Interesting results of a trial that looked at the Pre-Exposure Prophylaxis (PrEP) - essentially uninfected people taking a drug prophylactically - on new infections from HIV were released earlier today in the New England Journal of Medicine. Roughly 2500 male and transgender men who have sex with men (high risk uninfected) in the Americas, South Africa, and Thailand were randomized to receive a once daily combination pill of emtricitabine and tenofovir disoproxil fumarate (FTC–TDF). After about a year and a half, about 100 people developed new infections from the virus but the treatment group experienced a roughly 44% decreased risk of new infection. This is pretty exciting news, as there is a clearly the need for new effective methods to prevent HIV.
I know it is coming...so I'll weigh in on this question. So if this works, why not just distribute the drugs to everyone in highly affected countries? While exciting news, I think there are a number of drawbacks of that might prevent this approach from being more widely adopted at the general population level.
First, these are heavy drugs, the trial itself found relatively high levels of adherence problems, and I am not an expert in this but I've always had the impression that most ART drugs are not the kind of thing people want to be taking unless the alternative (death) is severe.
Second, we need to consider the whether this represents a good use of resources. This trial was conducted in a very high risk population and even then the risk reduction was only about half. Depending on how costly these drugs would be, plus the associated medical costs of ensuring some medical follow-up of people taking these drugs, it might not be cost-effective relative to other prevention strategies in the general population.

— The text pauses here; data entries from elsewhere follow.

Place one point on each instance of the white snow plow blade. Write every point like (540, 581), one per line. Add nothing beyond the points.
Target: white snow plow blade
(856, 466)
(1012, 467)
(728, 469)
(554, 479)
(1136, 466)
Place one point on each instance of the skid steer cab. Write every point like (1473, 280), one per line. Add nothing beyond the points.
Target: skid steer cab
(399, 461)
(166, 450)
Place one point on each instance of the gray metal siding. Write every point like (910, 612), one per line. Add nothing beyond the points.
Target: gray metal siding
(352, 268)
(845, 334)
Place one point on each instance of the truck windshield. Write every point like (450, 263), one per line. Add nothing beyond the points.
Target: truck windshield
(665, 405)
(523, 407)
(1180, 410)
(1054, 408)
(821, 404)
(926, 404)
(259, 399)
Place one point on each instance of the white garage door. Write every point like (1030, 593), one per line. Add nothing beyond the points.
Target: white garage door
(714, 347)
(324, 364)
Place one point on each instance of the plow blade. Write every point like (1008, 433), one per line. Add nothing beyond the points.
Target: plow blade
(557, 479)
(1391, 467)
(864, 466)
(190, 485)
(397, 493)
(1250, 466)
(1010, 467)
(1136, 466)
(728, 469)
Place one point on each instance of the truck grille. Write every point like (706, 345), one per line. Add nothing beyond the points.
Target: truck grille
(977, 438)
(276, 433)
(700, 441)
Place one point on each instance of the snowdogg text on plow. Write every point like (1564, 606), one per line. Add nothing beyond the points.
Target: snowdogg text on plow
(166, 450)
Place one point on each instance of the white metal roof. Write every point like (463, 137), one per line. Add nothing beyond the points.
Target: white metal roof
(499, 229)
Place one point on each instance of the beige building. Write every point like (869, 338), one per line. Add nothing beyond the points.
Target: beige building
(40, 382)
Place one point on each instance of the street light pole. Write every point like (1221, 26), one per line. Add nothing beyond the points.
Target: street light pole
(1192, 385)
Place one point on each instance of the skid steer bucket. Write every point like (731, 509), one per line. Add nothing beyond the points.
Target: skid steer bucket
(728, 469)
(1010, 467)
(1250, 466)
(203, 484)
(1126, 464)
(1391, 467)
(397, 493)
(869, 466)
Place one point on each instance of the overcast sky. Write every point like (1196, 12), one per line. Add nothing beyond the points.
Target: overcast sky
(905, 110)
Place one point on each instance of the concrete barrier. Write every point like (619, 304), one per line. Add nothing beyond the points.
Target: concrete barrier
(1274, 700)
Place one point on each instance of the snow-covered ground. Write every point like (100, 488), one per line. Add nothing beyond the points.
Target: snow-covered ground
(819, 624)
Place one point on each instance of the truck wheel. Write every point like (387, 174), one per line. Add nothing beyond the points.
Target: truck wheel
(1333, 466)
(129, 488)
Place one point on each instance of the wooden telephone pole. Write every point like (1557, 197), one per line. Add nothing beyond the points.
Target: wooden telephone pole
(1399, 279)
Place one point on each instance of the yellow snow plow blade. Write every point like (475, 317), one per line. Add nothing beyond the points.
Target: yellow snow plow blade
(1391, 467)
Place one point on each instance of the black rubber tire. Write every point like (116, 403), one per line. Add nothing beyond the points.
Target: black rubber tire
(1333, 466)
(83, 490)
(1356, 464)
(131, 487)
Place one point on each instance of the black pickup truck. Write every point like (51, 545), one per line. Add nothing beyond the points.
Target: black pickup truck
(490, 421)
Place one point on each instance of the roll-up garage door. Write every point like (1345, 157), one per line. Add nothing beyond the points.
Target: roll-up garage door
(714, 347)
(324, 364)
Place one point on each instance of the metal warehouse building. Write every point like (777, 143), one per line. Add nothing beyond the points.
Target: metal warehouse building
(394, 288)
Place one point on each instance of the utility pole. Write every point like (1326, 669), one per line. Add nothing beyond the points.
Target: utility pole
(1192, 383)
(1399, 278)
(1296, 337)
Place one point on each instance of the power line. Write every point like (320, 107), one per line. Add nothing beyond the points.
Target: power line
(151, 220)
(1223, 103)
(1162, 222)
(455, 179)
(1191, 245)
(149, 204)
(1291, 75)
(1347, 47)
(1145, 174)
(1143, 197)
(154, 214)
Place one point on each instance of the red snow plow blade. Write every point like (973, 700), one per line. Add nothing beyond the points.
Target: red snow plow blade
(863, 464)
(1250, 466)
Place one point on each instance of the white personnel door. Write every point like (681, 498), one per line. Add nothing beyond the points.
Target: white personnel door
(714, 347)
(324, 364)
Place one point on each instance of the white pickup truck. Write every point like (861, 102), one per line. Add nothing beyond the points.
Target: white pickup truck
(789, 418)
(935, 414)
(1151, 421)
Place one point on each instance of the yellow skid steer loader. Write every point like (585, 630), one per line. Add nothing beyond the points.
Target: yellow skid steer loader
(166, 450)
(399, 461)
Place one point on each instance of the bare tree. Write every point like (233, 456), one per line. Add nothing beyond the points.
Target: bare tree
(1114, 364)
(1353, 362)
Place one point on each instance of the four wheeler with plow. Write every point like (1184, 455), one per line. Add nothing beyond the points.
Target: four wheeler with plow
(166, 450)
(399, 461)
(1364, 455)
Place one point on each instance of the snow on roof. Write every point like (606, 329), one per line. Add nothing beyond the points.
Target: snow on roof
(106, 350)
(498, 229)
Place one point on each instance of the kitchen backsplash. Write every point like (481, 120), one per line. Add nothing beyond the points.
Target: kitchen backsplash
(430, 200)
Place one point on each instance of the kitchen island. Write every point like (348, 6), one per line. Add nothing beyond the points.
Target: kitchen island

Third, we must also consider drug resistance. Although no drug resistance was detected among those patients who developed HIV during the trial, resistance to these particular medicines can be developed and could potentially have widespread effects on overall usefulness of ART medicines.
Fourth, we must also consider the behavioral effect of these drugs on patients. The overall trial would have picked up short-term behavior effects (e.g. if people think they are protected they may engage in more or more risky sexual behavior) but we should worry about is the more long term effects of this intervention on behavior, say over time or outside of a trial setting. Depending on how large this effects might be, it could undermine the overall effectiveness of the strategy.
Finally, PrEP is not a magic bullet. There are other ways of becoming infected that are unlikely to be affected by this drug (e.g. injections) and the reduction was far from complete. Plus, unlike other prevention methods (e.g. condoms) it does little to protect against other STIs.
But of course anything that helps in preventing this horrible disease, even a bit, is very good news.
Can an ART a day keep the doctor away?